I would hot compress it and massage it 2-3 x a day.

I had one this year that rejected her kid. She sounds kinda like your girl.. It was just a little congested for a day


----------



## canthavejust1 (Oct 12, 2012)

My ff had a congested udder too, I rubbed a cheap imitation vicks type suave in it twice a day and massaged and milked her 4 times a day for about 3 days, then 3 times a day for 2 now a week after kidding her udder is soft and pliable and i can milk her just twice a day(I'm bottle feeding her kids)


----------



## Abra (Aug 11, 2012)

Take a deep breath.  I was exactly where you are a couple weeks ago. 
This was my first time kidding.
I was a bit 'freaked out' when my girls udders were hard as rocks after kidding and was VERY worried about mastitis... But the Udders being turned out to be a 'congested' udder. I had that with both of my girls. I milked them 3 times a day, wiped/rubbed the udder with a rag and VERY warm water to loosen up the congestion, and DEEP-TISSUE massaged Vicks Vapor Rub all over the udder for about 10-15 minutes at a time (I didn't have 'peppermint oil' as was suggested, so I used Vicks, and it worked beautifully!) After a couple of days, you will feel the udder softening, and maybe feeling a bit 'lumpy' at first. With both of my girls, their udders were VERY hard after kidding, and soft as butter a week later.
When it comes to the milk quantity. One of my girls is 1/2 Saanen.

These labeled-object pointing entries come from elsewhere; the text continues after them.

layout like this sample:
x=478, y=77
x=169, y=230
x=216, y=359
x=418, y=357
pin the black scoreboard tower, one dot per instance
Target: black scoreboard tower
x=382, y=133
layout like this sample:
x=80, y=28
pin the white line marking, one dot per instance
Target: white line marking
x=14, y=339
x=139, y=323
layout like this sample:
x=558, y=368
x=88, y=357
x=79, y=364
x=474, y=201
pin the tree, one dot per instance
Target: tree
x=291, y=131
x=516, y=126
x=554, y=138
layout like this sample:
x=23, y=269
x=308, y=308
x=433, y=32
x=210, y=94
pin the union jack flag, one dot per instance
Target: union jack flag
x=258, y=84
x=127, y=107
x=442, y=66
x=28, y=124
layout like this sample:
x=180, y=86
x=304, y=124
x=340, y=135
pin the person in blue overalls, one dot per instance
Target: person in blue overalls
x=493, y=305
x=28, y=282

The day she milked (her 2nd freshening) she milked out about a quart and of colostrum, and even less than that of milk 8 hours later. With consistent milking, she is now milking about 2 GALLONS a day (3 weeks after kidding).
Last year she only gave me 1/2 a gallon of milk a day. I am still new to goats myself (had mine for a year now), but I was told by many, many people that the first time a doe freshens she won't milk as much as the freshenings that will follow...
I wish both of you the very best!
Keep up updated!


----------



## yvette (Feb 9, 2013)

Thank you all for your help! I will let you know how it goes!


----------



## Abra (Aug 11, 2012)

Been a few days, how is everything going..???


----------



## yvette (Feb 9, 2013)

Thank you for asking. She is getting a bit softer in her udder. However it is a little slow going and she is a bit bit aggravated with my massage..... But oh well! Ugh I just want her to be comfortable and let some milk down!


----------



## ThreeHavens (Oct 20, 2011)

It will take a bit. We are also going through the same thing. The going's slow, but steady  I would add vitamin C to her diet until it clears up.


----------



## yvette (Feb 9, 2013)

Thank you! How much vitamin C would you give a girl who is about 130 pounds?


----------



## eggrookie2010 (May 20, 2013)

Im so glad to find this thread! Im a new goat mom and my doe is a new mom too! Healthy buckling is now 4 days old and has ONLY nursed on the right teat. The left side of udder and teat are very firm and HUGE. Not hot...she is acting normally. Should I milk her and massage as you said in the thread or leave her alone to let her body balance it out?


----------



## Abra (Aug 11, 2012)

eggrookie2010 said:


> Im so glad to find this thread! Im a new goat mom and my doe is a new mom too! Healthy buckling is now 4 days old and has ONLY nursed on the right teat. The left side of udder and teat are very firm and HUGE. Not hot...she is acting normally. Should I milk her and massage as you said in the thread or leave her alone to let her body balance it out?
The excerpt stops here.